NLGN1 absence induces neuronal loss after Aβo_1-42 exposure. (A) Representative IF images of NeuN staining (green) in the full hippocampus. The approximate location of the counting area is indicated by the yellow rectangle. Magnification 2.5X. (B) Representative IF images of NeuN staining (green) in the DG, where neuron counting was conducted.
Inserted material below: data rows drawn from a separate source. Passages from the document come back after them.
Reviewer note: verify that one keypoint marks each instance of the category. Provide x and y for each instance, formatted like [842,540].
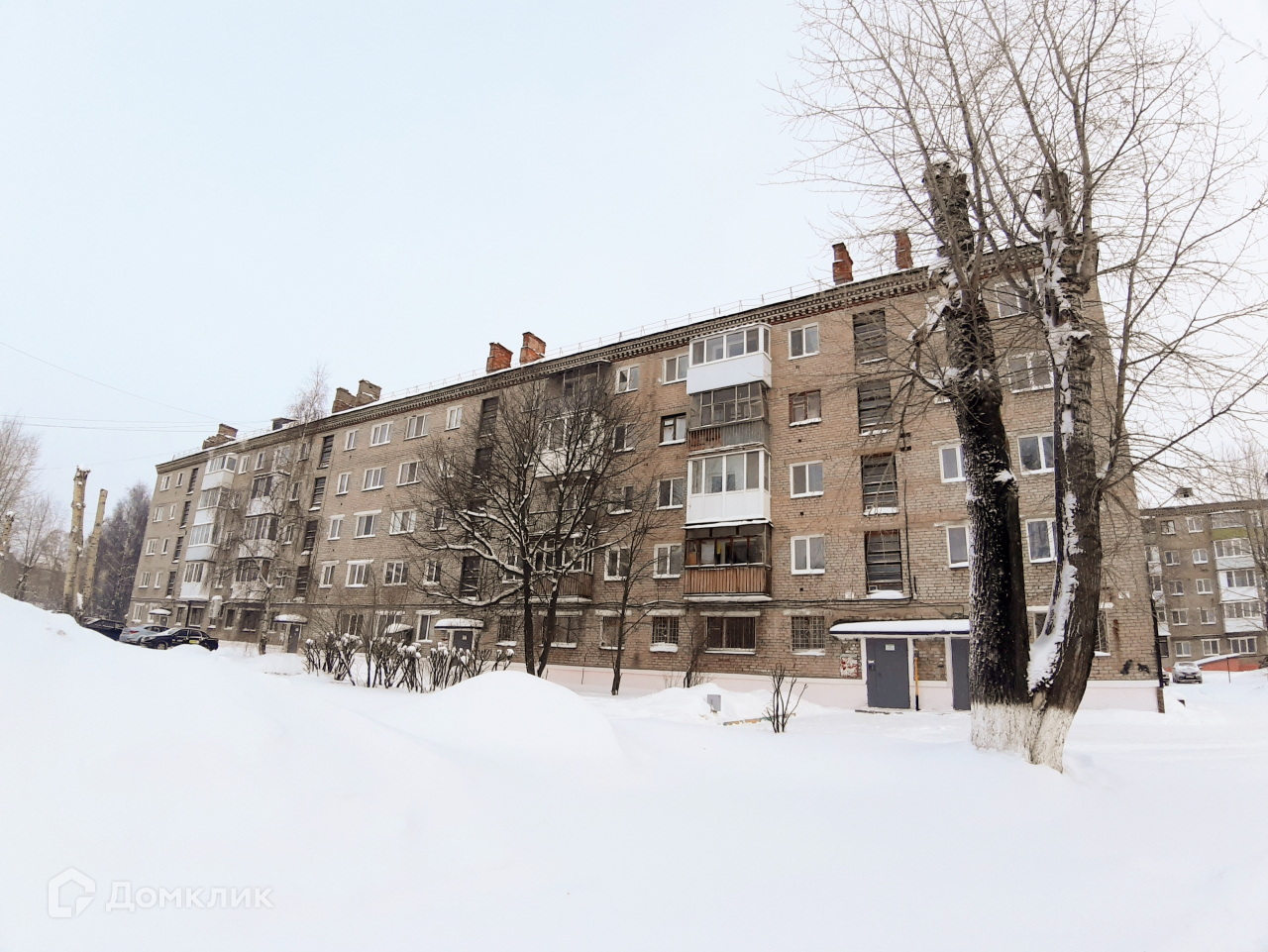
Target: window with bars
[883,561]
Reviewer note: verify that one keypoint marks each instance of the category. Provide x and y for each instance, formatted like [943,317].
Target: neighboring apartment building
[1205,572]
[802,504]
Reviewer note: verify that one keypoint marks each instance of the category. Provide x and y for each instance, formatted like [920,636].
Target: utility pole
[76,544]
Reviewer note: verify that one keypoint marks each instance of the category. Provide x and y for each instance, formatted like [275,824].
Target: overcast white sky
[198,202]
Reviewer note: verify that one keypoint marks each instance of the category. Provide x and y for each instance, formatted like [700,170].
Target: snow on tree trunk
[1062,657]
[75,543]
[1002,714]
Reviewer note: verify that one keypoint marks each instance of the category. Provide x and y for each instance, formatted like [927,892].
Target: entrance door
[888,683]
[960,674]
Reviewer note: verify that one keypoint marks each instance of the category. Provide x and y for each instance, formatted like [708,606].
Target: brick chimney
[534,349]
[842,265]
[223,434]
[901,250]
[344,399]
[498,358]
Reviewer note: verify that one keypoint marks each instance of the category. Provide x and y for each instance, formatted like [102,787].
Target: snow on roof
[910,626]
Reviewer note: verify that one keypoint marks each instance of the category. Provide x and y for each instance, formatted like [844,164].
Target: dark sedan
[174,637]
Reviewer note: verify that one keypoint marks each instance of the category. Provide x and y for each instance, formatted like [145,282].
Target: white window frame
[800,334]
[806,480]
[628,377]
[1045,459]
[958,456]
[808,554]
[1051,540]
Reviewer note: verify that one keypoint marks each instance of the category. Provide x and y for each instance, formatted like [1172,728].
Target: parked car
[111,629]
[172,637]
[132,633]
[1186,674]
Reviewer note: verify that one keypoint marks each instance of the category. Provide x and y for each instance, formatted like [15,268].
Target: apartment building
[801,504]
[1205,572]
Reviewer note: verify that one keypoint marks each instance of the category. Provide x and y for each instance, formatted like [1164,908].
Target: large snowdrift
[508,812]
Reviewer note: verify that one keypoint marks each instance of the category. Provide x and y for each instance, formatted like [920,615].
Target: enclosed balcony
[730,358]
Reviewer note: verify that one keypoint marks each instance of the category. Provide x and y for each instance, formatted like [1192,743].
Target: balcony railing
[727,580]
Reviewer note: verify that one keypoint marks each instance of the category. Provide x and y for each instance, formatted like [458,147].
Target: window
[808,556]
[396,574]
[402,521]
[416,426]
[880,484]
[1241,610]
[736,472]
[874,404]
[734,344]
[674,429]
[665,630]
[804,407]
[488,416]
[808,633]
[1240,579]
[616,563]
[669,562]
[870,339]
[1231,548]
[958,547]
[728,404]
[671,493]
[1040,535]
[1030,371]
[1036,454]
[729,634]
[676,370]
[806,479]
[804,341]
[952,464]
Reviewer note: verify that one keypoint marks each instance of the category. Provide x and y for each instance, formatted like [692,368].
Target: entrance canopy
[898,628]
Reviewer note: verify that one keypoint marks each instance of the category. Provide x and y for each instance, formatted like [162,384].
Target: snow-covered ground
[512,814]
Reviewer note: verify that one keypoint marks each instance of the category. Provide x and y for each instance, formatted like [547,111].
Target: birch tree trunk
[1002,714]
[75,544]
[87,584]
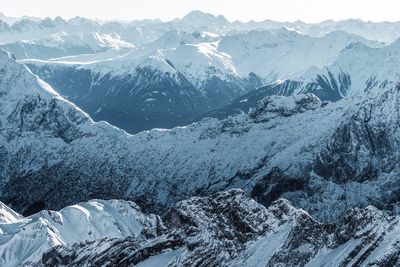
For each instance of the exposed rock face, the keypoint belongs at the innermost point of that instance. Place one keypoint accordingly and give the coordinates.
(324, 157)
(23, 240)
(229, 229)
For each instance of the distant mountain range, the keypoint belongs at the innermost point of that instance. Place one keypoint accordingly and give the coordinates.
(152, 74)
(283, 148)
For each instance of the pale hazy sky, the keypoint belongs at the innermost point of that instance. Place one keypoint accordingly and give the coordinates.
(282, 10)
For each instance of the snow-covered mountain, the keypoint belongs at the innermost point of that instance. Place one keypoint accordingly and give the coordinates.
(277, 54)
(62, 45)
(214, 69)
(358, 69)
(145, 89)
(323, 157)
(23, 240)
(224, 229)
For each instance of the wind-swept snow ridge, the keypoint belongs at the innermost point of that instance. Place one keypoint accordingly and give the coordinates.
(23, 240)
(229, 229)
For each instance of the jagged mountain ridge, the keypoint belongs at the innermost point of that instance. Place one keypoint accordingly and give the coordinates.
(148, 30)
(218, 67)
(274, 151)
(229, 229)
(359, 69)
(23, 240)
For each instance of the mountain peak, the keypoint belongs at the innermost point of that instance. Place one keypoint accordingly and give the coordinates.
(199, 16)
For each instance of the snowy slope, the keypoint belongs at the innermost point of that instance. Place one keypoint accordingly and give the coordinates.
(359, 69)
(140, 90)
(229, 229)
(62, 44)
(276, 54)
(275, 150)
(24, 239)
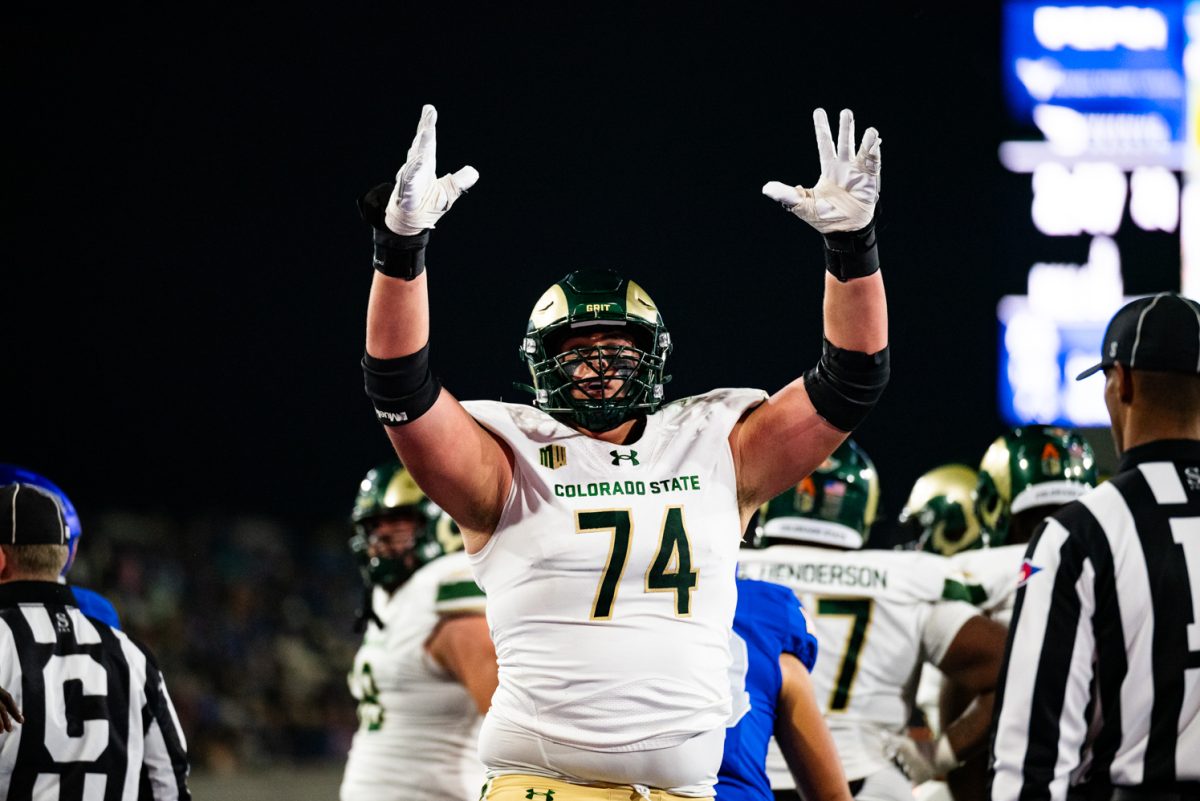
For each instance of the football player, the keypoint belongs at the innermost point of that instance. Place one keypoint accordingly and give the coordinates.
(426, 670)
(90, 602)
(879, 616)
(603, 522)
(1025, 476)
(940, 515)
(773, 654)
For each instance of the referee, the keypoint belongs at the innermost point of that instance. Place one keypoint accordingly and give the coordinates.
(99, 723)
(1101, 688)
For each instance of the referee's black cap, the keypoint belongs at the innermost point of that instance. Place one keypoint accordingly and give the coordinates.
(1161, 332)
(30, 516)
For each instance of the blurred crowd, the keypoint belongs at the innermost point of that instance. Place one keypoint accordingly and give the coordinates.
(252, 622)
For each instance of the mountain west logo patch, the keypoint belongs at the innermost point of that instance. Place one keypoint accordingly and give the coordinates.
(617, 457)
(552, 456)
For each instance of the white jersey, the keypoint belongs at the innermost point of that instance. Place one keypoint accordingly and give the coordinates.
(611, 577)
(993, 576)
(418, 726)
(877, 616)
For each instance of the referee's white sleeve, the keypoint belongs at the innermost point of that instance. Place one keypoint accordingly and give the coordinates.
(1048, 672)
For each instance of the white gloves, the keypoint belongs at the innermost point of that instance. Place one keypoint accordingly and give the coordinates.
(420, 198)
(924, 760)
(844, 198)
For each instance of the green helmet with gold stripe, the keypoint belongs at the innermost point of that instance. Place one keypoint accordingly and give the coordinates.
(834, 506)
(1029, 471)
(582, 302)
(940, 512)
(389, 491)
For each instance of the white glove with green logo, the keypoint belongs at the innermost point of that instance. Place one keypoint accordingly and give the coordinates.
(845, 196)
(921, 762)
(420, 198)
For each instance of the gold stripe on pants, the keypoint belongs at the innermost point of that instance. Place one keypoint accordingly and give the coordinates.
(525, 787)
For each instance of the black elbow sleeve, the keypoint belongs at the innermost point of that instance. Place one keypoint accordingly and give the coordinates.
(401, 389)
(845, 385)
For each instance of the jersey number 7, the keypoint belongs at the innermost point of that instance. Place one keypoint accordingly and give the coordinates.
(861, 610)
(673, 550)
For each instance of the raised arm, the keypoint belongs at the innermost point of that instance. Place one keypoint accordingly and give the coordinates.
(787, 437)
(456, 462)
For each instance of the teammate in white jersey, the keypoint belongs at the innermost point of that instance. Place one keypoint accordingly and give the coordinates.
(879, 616)
(1026, 475)
(603, 524)
(426, 670)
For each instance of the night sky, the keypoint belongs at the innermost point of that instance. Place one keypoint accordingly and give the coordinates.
(186, 276)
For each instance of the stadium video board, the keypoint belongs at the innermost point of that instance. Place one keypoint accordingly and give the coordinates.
(1103, 102)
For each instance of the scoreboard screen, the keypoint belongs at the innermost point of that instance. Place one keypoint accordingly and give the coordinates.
(1103, 108)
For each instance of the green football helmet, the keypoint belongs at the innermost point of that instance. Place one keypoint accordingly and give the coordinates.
(834, 506)
(387, 492)
(1027, 468)
(588, 300)
(940, 512)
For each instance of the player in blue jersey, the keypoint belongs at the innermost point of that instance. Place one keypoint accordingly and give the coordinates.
(773, 652)
(93, 604)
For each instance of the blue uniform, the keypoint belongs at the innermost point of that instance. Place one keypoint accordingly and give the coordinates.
(94, 604)
(769, 622)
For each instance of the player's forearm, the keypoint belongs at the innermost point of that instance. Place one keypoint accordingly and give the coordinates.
(397, 315)
(856, 313)
(969, 733)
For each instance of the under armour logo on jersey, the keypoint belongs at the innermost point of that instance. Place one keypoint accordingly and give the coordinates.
(552, 456)
(618, 456)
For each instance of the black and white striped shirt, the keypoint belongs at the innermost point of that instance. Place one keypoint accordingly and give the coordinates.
(99, 723)
(1101, 684)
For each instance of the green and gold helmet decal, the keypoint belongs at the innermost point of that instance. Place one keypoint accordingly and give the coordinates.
(940, 512)
(834, 506)
(1029, 467)
(390, 491)
(583, 301)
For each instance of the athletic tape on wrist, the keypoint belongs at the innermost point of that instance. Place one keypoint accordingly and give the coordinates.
(395, 256)
(401, 389)
(845, 385)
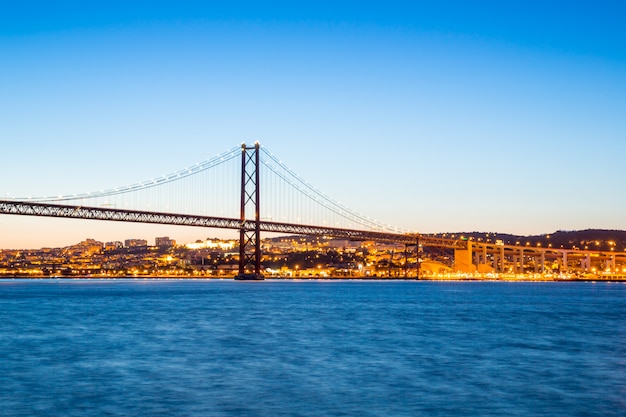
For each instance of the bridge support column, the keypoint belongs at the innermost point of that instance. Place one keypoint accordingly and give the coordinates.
(250, 235)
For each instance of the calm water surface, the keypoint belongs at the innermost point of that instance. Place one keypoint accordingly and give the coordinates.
(224, 348)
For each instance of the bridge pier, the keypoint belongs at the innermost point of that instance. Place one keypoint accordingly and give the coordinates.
(250, 237)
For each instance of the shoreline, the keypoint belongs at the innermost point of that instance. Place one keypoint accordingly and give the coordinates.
(286, 278)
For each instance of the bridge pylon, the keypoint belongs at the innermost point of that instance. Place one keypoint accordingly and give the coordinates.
(250, 218)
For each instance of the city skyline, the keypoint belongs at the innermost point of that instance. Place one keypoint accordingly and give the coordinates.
(487, 117)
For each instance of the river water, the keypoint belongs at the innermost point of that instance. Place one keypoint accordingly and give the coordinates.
(302, 348)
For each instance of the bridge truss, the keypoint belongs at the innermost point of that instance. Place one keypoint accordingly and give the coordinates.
(249, 222)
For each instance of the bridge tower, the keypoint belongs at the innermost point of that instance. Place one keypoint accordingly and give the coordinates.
(250, 219)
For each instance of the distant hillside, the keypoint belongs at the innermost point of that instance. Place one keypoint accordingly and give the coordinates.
(596, 239)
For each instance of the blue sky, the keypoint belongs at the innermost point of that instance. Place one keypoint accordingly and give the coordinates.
(454, 116)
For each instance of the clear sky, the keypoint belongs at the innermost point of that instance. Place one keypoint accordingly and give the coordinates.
(505, 116)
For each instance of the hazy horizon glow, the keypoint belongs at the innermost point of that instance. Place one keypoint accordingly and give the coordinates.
(435, 118)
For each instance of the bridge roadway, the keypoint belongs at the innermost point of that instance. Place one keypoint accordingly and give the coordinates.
(111, 214)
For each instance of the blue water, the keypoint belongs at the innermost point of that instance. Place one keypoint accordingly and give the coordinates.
(224, 348)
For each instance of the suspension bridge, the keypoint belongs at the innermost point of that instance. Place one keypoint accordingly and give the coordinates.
(246, 188)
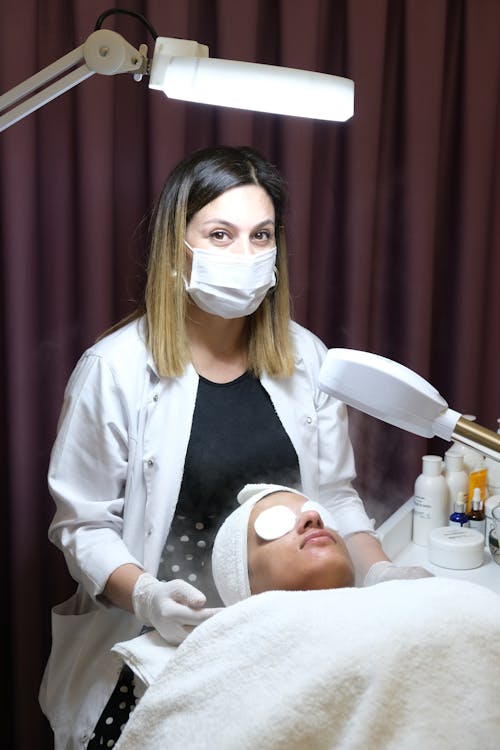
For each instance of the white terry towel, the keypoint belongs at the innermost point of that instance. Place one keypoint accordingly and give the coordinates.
(402, 665)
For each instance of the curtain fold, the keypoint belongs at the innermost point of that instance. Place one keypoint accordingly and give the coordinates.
(393, 231)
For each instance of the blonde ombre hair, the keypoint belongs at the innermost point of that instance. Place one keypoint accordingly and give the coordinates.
(196, 181)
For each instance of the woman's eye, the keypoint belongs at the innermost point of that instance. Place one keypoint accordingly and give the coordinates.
(264, 235)
(219, 235)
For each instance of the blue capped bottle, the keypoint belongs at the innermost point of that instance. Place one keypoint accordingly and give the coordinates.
(459, 517)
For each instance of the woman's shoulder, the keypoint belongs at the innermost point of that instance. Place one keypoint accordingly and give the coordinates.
(123, 343)
(123, 353)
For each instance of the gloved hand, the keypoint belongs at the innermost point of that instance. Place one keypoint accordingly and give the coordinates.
(173, 608)
(387, 571)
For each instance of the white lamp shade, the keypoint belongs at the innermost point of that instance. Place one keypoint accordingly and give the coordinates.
(262, 88)
(388, 391)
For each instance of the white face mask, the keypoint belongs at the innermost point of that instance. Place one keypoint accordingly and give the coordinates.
(228, 284)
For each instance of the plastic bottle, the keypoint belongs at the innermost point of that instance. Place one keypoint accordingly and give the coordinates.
(478, 479)
(476, 514)
(470, 455)
(490, 503)
(459, 517)
(430, 501)
(456, 477)
(493, 467)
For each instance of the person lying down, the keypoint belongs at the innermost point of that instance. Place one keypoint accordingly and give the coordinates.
(327, 664)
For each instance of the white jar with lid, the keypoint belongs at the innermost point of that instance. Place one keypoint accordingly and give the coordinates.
(430, 500)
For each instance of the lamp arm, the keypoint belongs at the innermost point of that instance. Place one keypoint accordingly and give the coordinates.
(104, 52)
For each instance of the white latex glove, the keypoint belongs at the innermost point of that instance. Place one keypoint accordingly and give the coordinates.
(173, 608)
(387, 571)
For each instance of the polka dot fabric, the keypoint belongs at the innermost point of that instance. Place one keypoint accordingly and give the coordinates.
(187, 554)
(115, 715)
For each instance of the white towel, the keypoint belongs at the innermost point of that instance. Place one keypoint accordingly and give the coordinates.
(402, 665)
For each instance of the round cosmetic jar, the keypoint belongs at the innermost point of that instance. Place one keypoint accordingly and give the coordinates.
(456, 548)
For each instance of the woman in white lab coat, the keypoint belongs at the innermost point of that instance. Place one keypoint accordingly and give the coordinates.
(206, 387)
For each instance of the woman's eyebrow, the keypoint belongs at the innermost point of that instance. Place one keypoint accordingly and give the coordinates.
(226, 223)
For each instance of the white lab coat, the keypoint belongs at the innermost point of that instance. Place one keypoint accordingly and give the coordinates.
(115, 474)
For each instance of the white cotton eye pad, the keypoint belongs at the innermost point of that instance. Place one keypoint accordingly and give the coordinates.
(323, 513)
(274, 522)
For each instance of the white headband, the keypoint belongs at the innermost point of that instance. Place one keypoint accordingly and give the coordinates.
(229, 554)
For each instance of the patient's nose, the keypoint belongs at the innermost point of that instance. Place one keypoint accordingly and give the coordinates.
(309, 519)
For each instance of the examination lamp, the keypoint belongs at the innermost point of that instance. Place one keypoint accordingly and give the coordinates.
(184, 70)
(395, 394)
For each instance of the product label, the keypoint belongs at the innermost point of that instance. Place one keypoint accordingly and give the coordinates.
(422, 507)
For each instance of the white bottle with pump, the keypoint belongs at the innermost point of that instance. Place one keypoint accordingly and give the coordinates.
(493, 467)
(430, 501)
(456, 477)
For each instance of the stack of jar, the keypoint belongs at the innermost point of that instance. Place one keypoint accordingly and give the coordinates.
(460, 491)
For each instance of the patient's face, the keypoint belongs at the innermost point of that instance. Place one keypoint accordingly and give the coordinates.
(310, 556)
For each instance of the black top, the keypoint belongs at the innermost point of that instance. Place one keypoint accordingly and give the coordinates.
(236, 438)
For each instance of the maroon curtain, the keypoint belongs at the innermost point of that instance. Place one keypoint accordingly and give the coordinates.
(393, 230)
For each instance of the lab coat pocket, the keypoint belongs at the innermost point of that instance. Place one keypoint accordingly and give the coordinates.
(70, 633)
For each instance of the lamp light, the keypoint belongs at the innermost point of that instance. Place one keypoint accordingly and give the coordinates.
(183, 70)
(395, 394)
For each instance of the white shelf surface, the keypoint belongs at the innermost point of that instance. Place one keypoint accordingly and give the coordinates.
(395, 534)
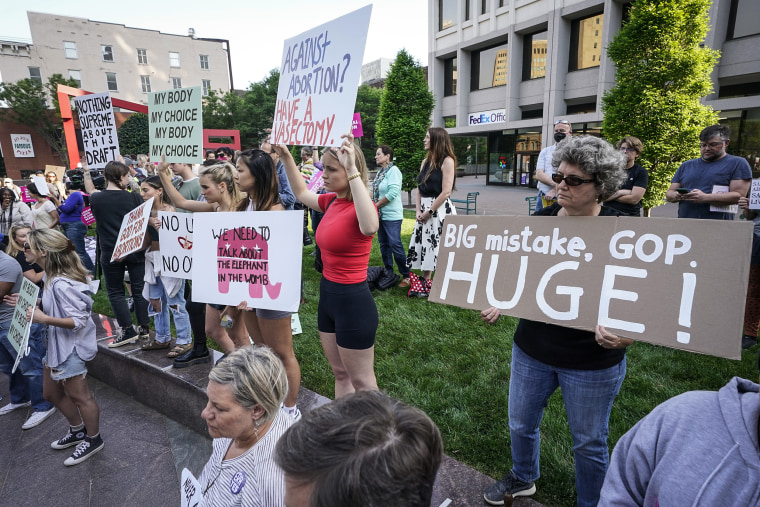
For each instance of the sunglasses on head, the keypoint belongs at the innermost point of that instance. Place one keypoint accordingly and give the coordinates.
(570, 180)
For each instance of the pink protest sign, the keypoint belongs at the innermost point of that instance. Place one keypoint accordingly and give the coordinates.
(356, 125)
(87, 217)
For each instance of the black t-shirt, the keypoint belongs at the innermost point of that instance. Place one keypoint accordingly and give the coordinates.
(637, 177)
(109, 208)
(565, 347)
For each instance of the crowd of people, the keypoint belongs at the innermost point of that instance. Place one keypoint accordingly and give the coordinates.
(363, 448)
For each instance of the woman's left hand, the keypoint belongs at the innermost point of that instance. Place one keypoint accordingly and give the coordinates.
(608, 340)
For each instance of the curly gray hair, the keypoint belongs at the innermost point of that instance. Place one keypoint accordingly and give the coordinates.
(595, 157)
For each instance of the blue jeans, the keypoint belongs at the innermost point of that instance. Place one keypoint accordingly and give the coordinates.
(76, 231)
(588, 396)
(26, 382)
(389, 237)
(177, 306)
One image per group is showing approximately the same position within the DG. Magnification 40X. (C) Quantification of the area covered by the counting zone, which did not significantly differ between groups (two-way ANOVA Genotype main effect: F_1,20 = 0.6, p = 0.4; Treatment main effect: F_1,20 = 0.1 p = 0.8; Genotype-by-Treatment interaction: F_1,20 = 0.2, p = 0.7). (D) Number of NeuN-marked cells counted in the DG target area showed a significant Genotype-by-Treatment interaction (two-way ANOVA F_1,20 = 8.1, p = 0.01), with the KO Aβ group showing a significant difference in the number of immunoreactive cells in comparison to all other groups (star indicates planned comparisons). The number of mice is 6 per group.